W Song

Violaine Lochu


Composed by Violaine Lochu as part of the Twin Islands project, carried out in parallel with the Portuguese artist Sara Bichão, W Song focuses on underwater sound signals and the phenomenon of echolocation (or ecolocation). This term refers to the way in which certain animals emit sounds in order to locate themselves in space and the elements of their environment – partners, obstacles, predators, prey, etc. Human technologies such as sonar use this principle.

Violaine Lochu and Sara Bichão, one on the island of São Miguel in the Azores (Portugal), the other on the island of Ouessant off the coast of Brittany (France), reflected on the means of communicating at a distance during their parallel residencies. The presence of cetaceans near the Azores led Violaine Lochu to look into their mode of communication.

This elaborate system of clicks, buzzes, whistles and roars enables them to move around, find their bearings, express their sexual desire and even their place in the social hierarchy. It is essential to their individual and collective survival.
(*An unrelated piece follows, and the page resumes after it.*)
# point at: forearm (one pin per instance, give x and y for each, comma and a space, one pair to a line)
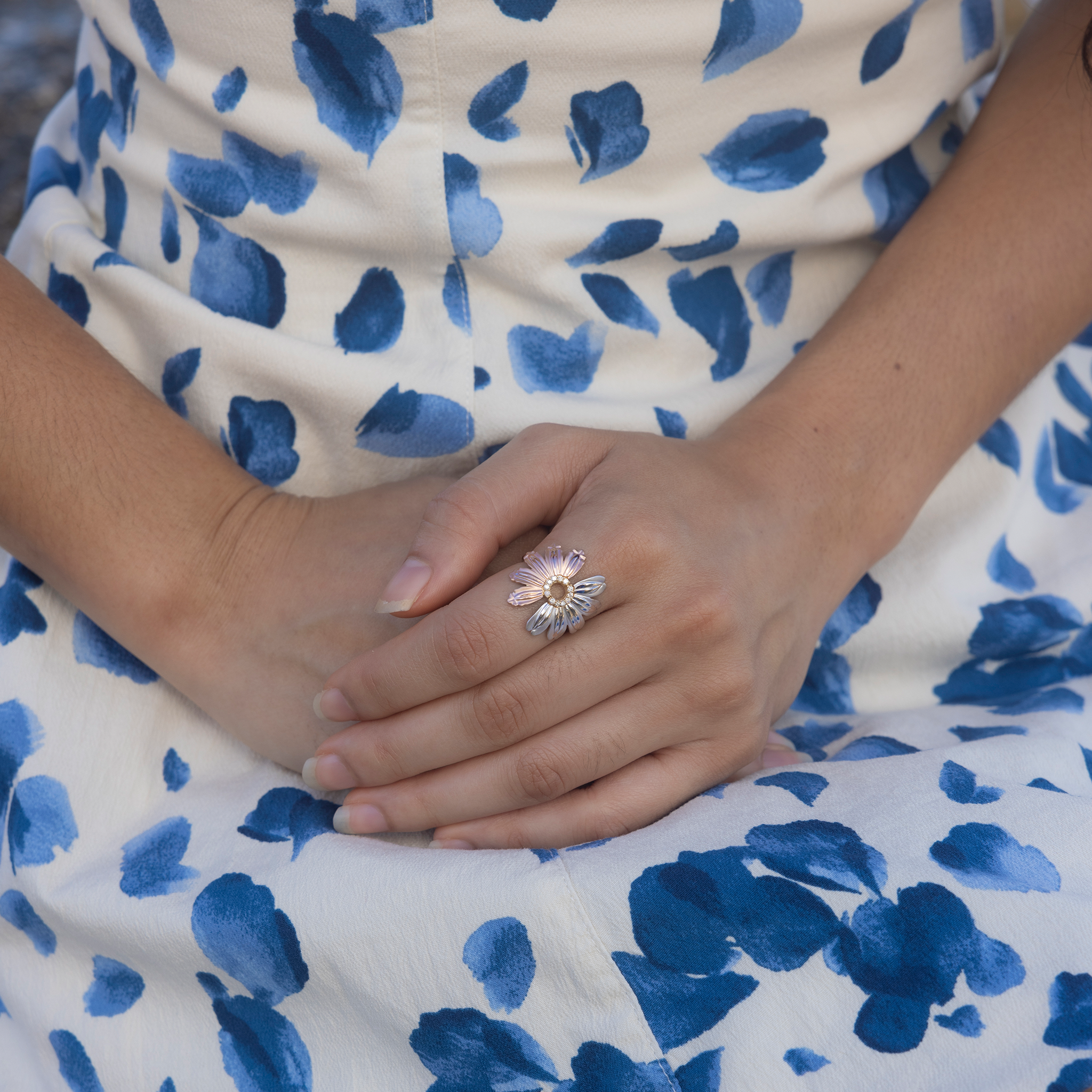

Animal echolocation, particularly that of large marine mammals, is largely parasitized by human technologies – echo sounders, sonar, air guns, etc. Initially used for military purposes (locating enemy submarines, for example), these technologies are now mainly used for exploiting the seabed (hydrocarbon prospecting in particular). The sound emissions associated with these technologies seriously disrupt the marine ecosystem. These signals reach animal organisms directly, cause irreversible lesions (ears, swim bladders, etc.), cause internal haemorrhaging, and blur spatial orientation – phenomena that can also cause cetaceans to strand.

Through the prism of her voice, Violaine Lochu attempts to speak about shared territories and the complex interconnections between the components of the marine world. Thanks to an amplification device that allows her to spatialise the sound in two distinct points, and a reverberation effect that recalls the quality of underwater recordings, she plays with the notion of call, dialogue, double voice, mutual localisation, interference… The vocabulary she uses brings together human and non-human sounds – sperm whale clicks, foghorns, sonar beeps, drilling hammers, blue whale songs, dolphin whistles…

She creates a kind of cyborg opera that brings into play the body, space and sound. Indirectly summoned, the polysemic figure of the mermaid (mythological fish-woman with an irresistible song – probably inspired by that of the whales – or human device emitting alarm sounds) condenses the questions raised, poetically displacing them towards a protean song at the intersection of the three registers: animal, human, machine.